Albanian leaders hailed here on Tuesday the unanimous decision of the European Union (EU) member states to start accession negotiations with Albania.
In a video conference on Tuesday, the bloc’s General Affairs Council gave a green light to the opening of EU membership negotiations with Albania and North Macedonia.
Via a Facebook video-message, Prime Minister Edi Rama hailed the decision, saying that Albania entered a new phase of its history in the midst of a “world war”, referring to the coronavirus pandemic.
The unanimous Yes of the 27 EU member states, Rama underlined, comes after another Yes from the Donors Conference held in Brussels on Feb. 17, when the EU, along with many other countries, gave Albania support for its reconstruction efforts in the aftermath of the November earthquake.
Albanian President Ilir Meta welcomed the EU decision, saying “it clearly confirms Albania’s European perspective.”
“Not a minute should be wasted to implement as soon as possible any of the conditions that precede the intergovernmental conference on starting chapter negotiations,” Meta said in his Twitter message.
Parliament Speaker Gramoz Ruci called the decision a major historical event for Albania, North Macedonia and the whole region.
“The Albanian Parliament is proud of the contribution and legitimacy it gave to this long and difficult process, which finally found the support and consensus of all member states,” Ruci said.
Lulzim Basha, leader of the main opposition Democratic Party, welcomed the decision, underlining that “it is in Albania’s hands to fulfil the conditions in order to go through with the opening of the negotiations.”
On Tuesday, European Commissioner for Neighbourhood and Enlargement Oliver Varhelyi announced via a Twitter post the decision and congratulated both countries, saying that “this also sends a loud and clear message to Western Balkans: your future is in EU.”
During his visit in Tirana on Feb. 3, David Sassoli, president of the European Parliament (EP), said the EP strongly supports the opening of Albania’s accession talks with the EU.
In October last year, the bid by Albania and North Macedonia to open EU accession negotiations was blocked due mainly to France’s opposition, when Paris justified its decision with the need for the EU to develop a new accession methodology.

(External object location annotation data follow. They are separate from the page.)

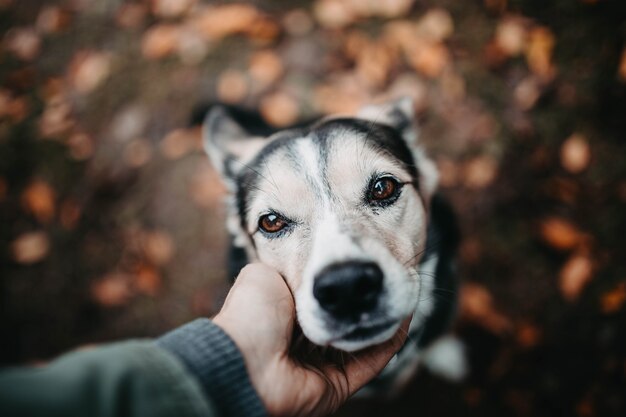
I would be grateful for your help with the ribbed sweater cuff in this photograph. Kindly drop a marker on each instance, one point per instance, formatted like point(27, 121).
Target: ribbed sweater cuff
point(211, 355)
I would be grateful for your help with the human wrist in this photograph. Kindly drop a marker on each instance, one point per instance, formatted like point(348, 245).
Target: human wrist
point(210, 354)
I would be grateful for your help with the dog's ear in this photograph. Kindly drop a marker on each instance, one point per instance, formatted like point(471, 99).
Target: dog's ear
point(400, 114)
point(229, 146)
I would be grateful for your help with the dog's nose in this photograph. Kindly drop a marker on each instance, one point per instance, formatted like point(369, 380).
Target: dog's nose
point(348, 289)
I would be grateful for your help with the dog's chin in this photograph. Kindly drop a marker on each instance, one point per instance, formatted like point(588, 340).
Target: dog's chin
point(363, 337)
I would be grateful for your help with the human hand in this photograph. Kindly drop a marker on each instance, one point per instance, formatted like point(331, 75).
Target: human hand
point(259, 315)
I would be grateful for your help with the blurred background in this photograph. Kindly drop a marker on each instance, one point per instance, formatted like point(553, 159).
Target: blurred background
point(111, 218)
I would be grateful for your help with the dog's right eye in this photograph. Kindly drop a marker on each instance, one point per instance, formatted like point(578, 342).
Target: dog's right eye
point(272, 223)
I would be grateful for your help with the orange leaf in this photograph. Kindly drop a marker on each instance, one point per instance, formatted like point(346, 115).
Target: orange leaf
point(477, 306)
point(560, 234)
point(30, 247)
point(614, 300)
point(38, 198)
point(575, 153)
point(574, 276)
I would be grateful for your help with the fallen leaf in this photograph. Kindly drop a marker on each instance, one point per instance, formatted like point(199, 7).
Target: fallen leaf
point(334, 14)
point(232, 86)
point(137, 153)
point(160, 41)
point(575, 154)
point(39, 199)
point(69, 214)
point(480, 172)
point(560, 233)
point(23, 42)
point(511, 36)
point(88, 70)
point(526, 93)
point(528, 335)
point(81, 146)
point(429, 58)
point(539, 50)
point(574, 276)
point(56, 119)
point(147, 280)
point(158, 247)
point(280, 109)
point(171, 8)
point(298, 22)
point(177, 143)
point(131, 15)
point(265, 68)
point(436, 25)
point(206, 188)
point(52, 19)
point(477, 306)
point(112, 290)
point(30, 248)
point(613, 300)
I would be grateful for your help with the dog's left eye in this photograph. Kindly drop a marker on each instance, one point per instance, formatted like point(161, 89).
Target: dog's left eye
point(272, 223)
point(383, 191)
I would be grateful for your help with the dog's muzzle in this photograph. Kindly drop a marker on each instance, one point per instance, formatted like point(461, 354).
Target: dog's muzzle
point(347, 290)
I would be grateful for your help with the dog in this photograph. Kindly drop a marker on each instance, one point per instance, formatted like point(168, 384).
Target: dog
point(346, 210)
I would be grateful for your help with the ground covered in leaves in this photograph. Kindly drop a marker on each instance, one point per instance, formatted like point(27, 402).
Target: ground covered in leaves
point(111, 218)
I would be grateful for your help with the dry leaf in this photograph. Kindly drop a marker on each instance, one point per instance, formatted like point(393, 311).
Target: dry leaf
point(88, 70)
point(574, 276)
point(280, 109)
point(298, 22)
point(69, 214)
point(160, 41)
point(131, 15)
point(429, 58)
point(575, 154)
point(526, 93)
point(560, 234)
point(178, 143)
point(56, 118)
point(528, 335)
point(81, 146)
point(52, 19)
point(147, 280)
point(539, 50)
point(137, 153)
point(265, 68)
point(448, 172)
point(112, 290)
point(171, 8)
point(511, 36)
point(436, 25)
point(24, 42)
point(334, 14)
point(480, 172)
point(39, 199)
point(614, 300)
point(477, 306)
point(192, 48)
point(206, 188)
point(30, 247)
point(158, 247)
point(232, 86)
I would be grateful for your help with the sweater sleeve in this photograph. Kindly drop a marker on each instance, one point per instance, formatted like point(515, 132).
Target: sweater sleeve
point(134, 379)
point(212, 356)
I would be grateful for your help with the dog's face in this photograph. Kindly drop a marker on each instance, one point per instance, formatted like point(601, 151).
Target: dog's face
point(339, 209)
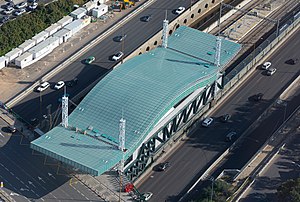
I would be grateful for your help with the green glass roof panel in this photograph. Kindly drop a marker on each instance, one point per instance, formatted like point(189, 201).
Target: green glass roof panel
point(141, 91)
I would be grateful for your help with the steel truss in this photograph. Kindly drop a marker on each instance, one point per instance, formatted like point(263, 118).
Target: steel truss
point(154, 144)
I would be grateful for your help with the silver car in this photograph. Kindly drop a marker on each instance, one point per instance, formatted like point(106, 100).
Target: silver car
point(271, 71)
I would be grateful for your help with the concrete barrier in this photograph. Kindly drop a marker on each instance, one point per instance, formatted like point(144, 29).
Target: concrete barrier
point(93, 43)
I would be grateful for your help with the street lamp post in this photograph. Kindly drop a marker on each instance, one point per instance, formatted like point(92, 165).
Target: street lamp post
point(212, 179)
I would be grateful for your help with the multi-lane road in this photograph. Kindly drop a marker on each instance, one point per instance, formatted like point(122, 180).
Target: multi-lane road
point(137, 33)
point(26, 178)
point(191, 159)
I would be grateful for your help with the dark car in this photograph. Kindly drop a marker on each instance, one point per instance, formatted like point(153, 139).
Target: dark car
point(4, 19)
point(72, 83)
point(34, 122)
point(9, 5)
point(258, 97)
point(120, 38)
point(146, 18)
point(231, 136)
point(225, 118)
point(12, 128)
point(163, 166)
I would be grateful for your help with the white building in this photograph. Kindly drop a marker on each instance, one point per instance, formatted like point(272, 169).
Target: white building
point(40, 37)
point(65, 20)
point(78, 13)
point(90, 5)
point(100, 10)
point(103, 1)
point(24, 60)
point(27, 45)
point(63, 35)
point(74, 26)
point(53, 28)
point(13, 54)
point(3, 62)
point(44, 48)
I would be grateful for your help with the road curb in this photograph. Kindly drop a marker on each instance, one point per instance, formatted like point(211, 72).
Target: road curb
point(93, 43)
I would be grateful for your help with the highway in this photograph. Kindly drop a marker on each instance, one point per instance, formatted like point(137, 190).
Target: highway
point(284, 166)
point(26, 178)
point(190, 160)
point(137, 33)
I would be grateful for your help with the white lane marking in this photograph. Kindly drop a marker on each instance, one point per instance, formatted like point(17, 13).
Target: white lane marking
point(41, 179)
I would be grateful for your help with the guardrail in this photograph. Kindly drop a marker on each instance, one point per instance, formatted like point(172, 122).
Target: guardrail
point(239, 78)
point(93, 43)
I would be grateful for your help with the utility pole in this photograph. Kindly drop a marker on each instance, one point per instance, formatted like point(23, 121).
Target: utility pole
point(64, 110)
point(123, 41)
point(122, 124)
point(212, 179)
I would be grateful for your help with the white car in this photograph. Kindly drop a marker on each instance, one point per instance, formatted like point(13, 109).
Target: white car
point(271, 71)
point(33, 6)
point(21, 5)
point(59, 85)
point(43, 86)
point(266, 65)
point(207, 122)
point(8, 11)
point(180, 10)
point(146, 196)
point(117, 56)
point(20, 12)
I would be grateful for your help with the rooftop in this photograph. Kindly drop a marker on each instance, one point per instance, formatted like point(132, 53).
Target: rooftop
point(141, 91)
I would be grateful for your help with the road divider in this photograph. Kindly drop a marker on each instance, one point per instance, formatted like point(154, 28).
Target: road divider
point(64, 64)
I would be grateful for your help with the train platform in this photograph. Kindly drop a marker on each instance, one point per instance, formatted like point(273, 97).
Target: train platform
point(241, 27)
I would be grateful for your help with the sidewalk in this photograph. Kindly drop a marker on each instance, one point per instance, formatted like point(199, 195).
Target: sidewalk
point(14, 80)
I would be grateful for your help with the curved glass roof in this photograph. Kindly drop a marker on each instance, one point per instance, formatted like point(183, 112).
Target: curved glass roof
point(141, 91)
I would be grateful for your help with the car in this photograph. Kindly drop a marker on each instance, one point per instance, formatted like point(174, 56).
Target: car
point(225, 118)
point(258, 97)
point(43, 86)
point(271, 71)
point(89, 60)
point(163, 166)
point(33, 6)
point(266, 65)
point(121, 38)
point(292, 61)
point(230, 136)
point(73, 82)
point(9, 5)
point(117, 56)
point(21, 5)
point(146, 196)
point(8, 11)
point(207, 122)
point(4, 19)
point(59, 85)
point(12, 128)
point(20, 12)
point(180, 10)
point(34, 122)
point(146, 18)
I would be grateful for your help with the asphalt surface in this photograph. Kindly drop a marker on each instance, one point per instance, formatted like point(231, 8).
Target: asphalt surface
point(26, 178)
point(285, 166)
point(137, 33)
point(205, 144)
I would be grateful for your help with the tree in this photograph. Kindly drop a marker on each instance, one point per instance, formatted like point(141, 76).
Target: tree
point(221, 192)
point(289, 191)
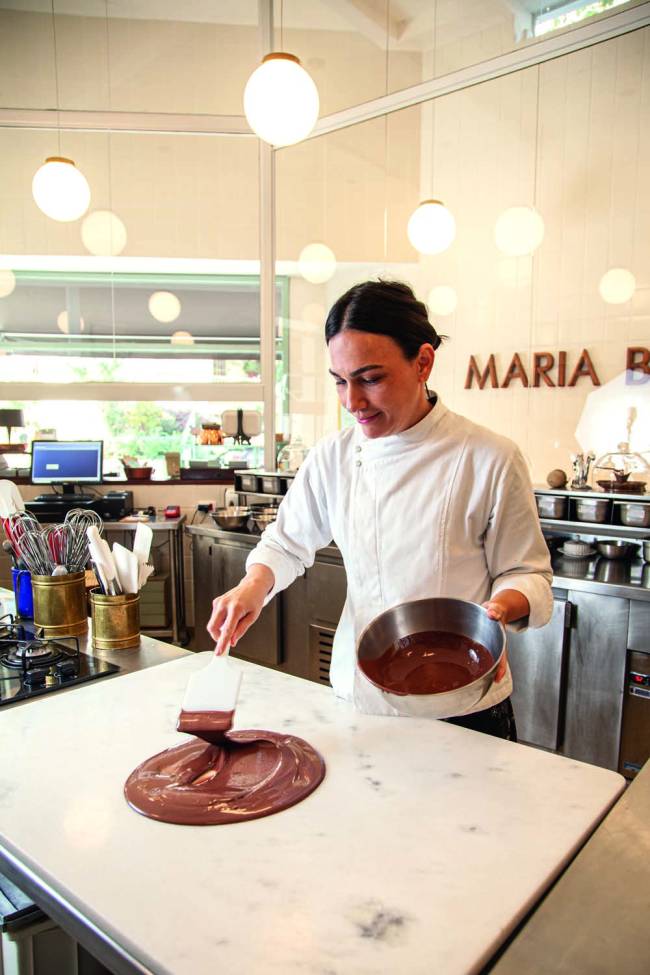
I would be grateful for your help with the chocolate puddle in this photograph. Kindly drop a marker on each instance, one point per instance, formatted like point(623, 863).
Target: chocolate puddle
point(428, 663)
point(247, 775)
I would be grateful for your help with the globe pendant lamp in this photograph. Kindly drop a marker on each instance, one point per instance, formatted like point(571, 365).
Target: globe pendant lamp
point(431, 228)
point(60, 190)
point(281, 100)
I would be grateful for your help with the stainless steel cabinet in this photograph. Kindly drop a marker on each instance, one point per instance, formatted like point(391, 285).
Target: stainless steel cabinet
point(569, 676)
point(218, 567)
point(538, 661)
point(596, 677)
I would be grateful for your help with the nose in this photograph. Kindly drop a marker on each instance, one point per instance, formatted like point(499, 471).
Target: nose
point(355, 399)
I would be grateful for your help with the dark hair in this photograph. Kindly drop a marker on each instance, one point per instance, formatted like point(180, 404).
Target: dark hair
point(383, 308)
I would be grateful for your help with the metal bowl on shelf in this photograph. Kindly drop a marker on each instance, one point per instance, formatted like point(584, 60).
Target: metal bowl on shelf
point(262, 521)
point(231, 519)
point(634, 514)
point(456, 616)
point(615, 549)
point(614, 571)
point(592, 509)
point(551, 505)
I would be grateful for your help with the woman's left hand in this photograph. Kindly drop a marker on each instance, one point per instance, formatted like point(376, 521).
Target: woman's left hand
point(497, 611)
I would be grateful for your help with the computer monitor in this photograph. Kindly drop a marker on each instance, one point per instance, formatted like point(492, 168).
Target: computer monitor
point(67, 462)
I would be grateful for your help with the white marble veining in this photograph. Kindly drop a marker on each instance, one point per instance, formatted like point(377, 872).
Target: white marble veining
point(419, 852)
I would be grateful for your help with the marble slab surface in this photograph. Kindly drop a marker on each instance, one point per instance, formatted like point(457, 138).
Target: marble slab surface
point(423, 847)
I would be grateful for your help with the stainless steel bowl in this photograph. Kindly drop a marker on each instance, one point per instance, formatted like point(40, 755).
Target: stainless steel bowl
point(634, 514)
point(551, 505)
point(617, 550)
point(261, 521)
point(448, 615)
point(592, 509)
point(232, 519)
point(614, 571)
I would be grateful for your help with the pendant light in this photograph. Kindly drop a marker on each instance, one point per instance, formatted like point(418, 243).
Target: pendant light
point(519, 230)
point(280, 99)
point(59, 189)
point(431, 227)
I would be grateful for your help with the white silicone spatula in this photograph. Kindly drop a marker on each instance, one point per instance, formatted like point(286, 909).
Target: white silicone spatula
point(210, 700)
point(142, 543)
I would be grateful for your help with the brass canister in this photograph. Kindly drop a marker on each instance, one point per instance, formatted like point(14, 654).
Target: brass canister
point(116, 620)
point(60, 604)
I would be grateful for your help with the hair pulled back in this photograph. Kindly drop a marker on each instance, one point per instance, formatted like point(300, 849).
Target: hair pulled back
point(383, 308)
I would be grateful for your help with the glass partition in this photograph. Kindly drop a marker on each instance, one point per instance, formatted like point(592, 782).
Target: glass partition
point(534, 331)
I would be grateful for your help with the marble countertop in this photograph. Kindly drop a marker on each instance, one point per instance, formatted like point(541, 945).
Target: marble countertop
point(420, 852)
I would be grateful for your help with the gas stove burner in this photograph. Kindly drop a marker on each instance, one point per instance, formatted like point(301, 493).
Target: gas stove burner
point(25, 655)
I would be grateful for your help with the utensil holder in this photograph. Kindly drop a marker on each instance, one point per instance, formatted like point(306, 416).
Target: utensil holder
point(60, 604)
point(22, 585)
point(116, 620)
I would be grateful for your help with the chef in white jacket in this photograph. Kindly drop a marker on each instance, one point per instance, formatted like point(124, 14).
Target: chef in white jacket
point(420, 501)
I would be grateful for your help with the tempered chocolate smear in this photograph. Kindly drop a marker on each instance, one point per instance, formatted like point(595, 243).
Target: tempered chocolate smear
point(428, 663)
point(249, 775)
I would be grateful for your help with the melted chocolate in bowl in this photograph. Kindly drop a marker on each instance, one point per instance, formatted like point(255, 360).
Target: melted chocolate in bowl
point(428, 663)
point(247, 775)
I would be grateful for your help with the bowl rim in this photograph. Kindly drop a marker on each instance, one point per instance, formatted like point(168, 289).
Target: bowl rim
point(438, 695)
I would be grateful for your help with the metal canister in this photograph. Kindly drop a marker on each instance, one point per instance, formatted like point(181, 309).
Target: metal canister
point(116, 620)
point(60, 604)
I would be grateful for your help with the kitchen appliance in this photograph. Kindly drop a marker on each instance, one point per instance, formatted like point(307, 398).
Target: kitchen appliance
point(31, 665)
point(444, 615)
point(635, 725)
point(114, 505)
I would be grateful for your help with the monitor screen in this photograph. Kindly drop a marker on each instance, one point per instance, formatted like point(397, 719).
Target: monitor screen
point(59, 461)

At the Munich Security conference held in mid-February this year, French President Emmanuel Macron made it clear that France’s position would depend on the report from the European Commission.
Earlier in March, the European Commission reaffirmed its recommendation for opening the accession talks with Albania and North Macedonia.
Albania applied for EU membership on April 2009, and has since June 2014 been an official candidate for accession to the EU.